Recently after his tour of Saudi Arabia, Pakistan’s government announced that Saudi Arabia is set to become to become a third strategic partner in the CPEC and has reportedly agreed in principle to invest in Pakistan. Reports suggest that Pakistan has asked Saudi Arabia to establish an ‘oil city’ in its largest and resource-rich province of Baluchistan, preferably in the port city of Gwadar- the pearl in the CPEC necklace as per the Pakistani narrative, but in reality the proverbial albatross around its neck. It is pertinent to note that Baluchistan is situated on Pakistan’s border with Iran and the seaport of Gwadar is geographically only a stone’s throw away from Iran. While Pakistan hopes to benefit from the Saudi investments, the potential of Gwadar emerging as another pawn in the larger Saudi-Iran confrontation can derail Pakistan’s designs. Given the omnipotent and omnipresent Pakistan Army’s closeness to the Kingdom of Saudi Arabia (KSA) rulers and eagerness to lead the military alliance against the Shia Houthi rebels of Yemen and fragile peace at Pakistan-Iran border, the undeclared Saudi-Iran rivalry in the Middle East would have larger ramifications for Pakistan’s strategy so far.

All these moves suggest that Pakistan remains wary of seeking one more bailout from the International Monetary Fund (IMF), which in return for the financial package, will bring in a lot of more scrutiny of the Chinese investments. While China remains wary that such a scrutiny will not only bring in modifications to the investment patterns, but also derail the pace of CPEC-BRI implementation.

Pakistan’s intentions in relooking at the CPEC investments in light of the national priorities of the new government may be noble, but this is not an easy step as today’s Pakistan is different from earlier years. Today’s Pakistan is much more dependent on China economically, than in the past where it could play off US against China and continue to receive international patronage. The current dispensation in the White House under President Donald Trump is in no mood now to give the benefit of doubt to Islamabad and has increasingly sought to call its bluff, evident from its stance towards the potential IMF bailout to Pakistan. To make matters worse, its intransigent attitude towards its neighbours has only added to the complex regional security environment.
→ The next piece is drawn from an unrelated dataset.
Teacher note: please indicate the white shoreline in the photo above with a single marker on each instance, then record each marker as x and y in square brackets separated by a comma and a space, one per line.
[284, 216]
Its geopolitical difficulties are worsened by its economy being in doldrums- partly a function of the CPEC’s debt trap and also being grey-listed by the international money transaction watchdog, Financial Action Task Force (FATF). The country currently attracts very low Foreign Direct Investment (FDI), which constitutes less than 1% of its Gross Domestic Product (GDP) against an average of 3% in regional countries. No wonder then, Pakistan is desperately looking for an alternative source of funds to prop up its economy and salvage the game changer that it has touted the CPEC to be up to now.